The next chapter of the Parkland, Florida, school shooting saga has begun. Anti-gun interest groups and politicians have used the Parkland shooting to launch what, until recently, they regarded as a distant dream — a wave of state legislation authorizing the confiscation of firearms.
Quietly, but quickly, a raft of identical gun confiscation bills have been filed by liberal politicians in states across the country. They are all copies of a ballot measure that passed in Washington State in November 2016. And that ballot measure was loosely based on a California gun confiscation law enacted in 2014 and a much older Connecticut law from 1999.

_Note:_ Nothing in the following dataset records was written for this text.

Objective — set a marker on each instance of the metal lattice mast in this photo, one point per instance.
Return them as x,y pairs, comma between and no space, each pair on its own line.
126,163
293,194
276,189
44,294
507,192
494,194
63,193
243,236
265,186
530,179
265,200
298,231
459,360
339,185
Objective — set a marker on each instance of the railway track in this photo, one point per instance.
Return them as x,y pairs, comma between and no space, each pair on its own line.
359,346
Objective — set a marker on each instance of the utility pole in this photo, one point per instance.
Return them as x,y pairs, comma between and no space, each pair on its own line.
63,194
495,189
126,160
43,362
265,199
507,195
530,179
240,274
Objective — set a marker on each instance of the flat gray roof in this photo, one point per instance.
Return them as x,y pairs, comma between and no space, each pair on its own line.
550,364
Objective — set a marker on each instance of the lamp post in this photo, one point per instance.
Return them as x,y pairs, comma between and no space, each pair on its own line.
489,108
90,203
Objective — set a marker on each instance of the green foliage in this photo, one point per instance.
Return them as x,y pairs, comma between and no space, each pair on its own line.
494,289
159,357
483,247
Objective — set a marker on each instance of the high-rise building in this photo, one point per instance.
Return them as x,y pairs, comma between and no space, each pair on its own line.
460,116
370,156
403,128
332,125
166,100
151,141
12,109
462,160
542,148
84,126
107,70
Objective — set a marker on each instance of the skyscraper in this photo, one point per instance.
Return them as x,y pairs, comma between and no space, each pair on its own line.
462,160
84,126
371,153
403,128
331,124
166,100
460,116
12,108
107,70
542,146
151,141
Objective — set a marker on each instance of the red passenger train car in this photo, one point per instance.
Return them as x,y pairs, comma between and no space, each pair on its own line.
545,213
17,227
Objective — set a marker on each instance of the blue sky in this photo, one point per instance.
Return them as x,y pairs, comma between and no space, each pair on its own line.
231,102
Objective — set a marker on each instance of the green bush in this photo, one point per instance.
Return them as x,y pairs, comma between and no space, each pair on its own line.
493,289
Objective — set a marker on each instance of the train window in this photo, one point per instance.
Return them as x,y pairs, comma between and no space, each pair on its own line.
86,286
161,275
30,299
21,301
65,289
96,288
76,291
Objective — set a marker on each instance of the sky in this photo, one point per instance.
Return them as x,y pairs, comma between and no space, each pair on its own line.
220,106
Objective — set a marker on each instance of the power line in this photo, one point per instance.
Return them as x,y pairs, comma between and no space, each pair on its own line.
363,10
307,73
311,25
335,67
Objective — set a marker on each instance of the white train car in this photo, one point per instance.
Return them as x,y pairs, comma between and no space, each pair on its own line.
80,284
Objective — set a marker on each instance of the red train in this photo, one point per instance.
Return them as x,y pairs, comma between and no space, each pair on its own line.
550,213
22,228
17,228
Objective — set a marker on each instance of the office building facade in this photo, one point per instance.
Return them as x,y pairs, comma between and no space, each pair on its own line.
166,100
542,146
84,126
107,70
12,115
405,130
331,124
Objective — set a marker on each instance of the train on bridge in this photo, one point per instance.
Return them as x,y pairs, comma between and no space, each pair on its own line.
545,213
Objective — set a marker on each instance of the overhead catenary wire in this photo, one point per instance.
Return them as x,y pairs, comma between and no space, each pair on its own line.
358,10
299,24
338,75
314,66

The first bill in the recent wave was actually enacted before the Parkland shooting. Oregon’s SB 719, a Democrat bill which passed with only one Republican vote, was signed into law in August 2017. Since the Parkland shooting, copy-cat bills pushed by progressive legislators anxious to signal their opposition to guns have moved with alarming speed in blue states. On Wednesday, the Vermont Senate approved its version, S 221. In Rhode Island the bill is H 7688.
In total, more than a dozen states are now considering similar gun confiscation laws. Even red states like Kansas, where SB 431 has been submitted, are considering them. On Thursday, Ohio’s Republican Governor John Kasich jumped on the bandwagon and called for a similar law in his state.
Sometimes dubbed “red flag laws,” they provide for “extreme risk protective orders” that direct police to confiscate all firearms and ammunition from any person who is targeted by such an order. At first glance, that might seem reasonable – nobody wants an unhinged psychopath who poses an “extreme risk” to others to possess a gun. But the laws are written so loosely that law enforcement can also seize the guns of ordinary citizens who have never broken the law.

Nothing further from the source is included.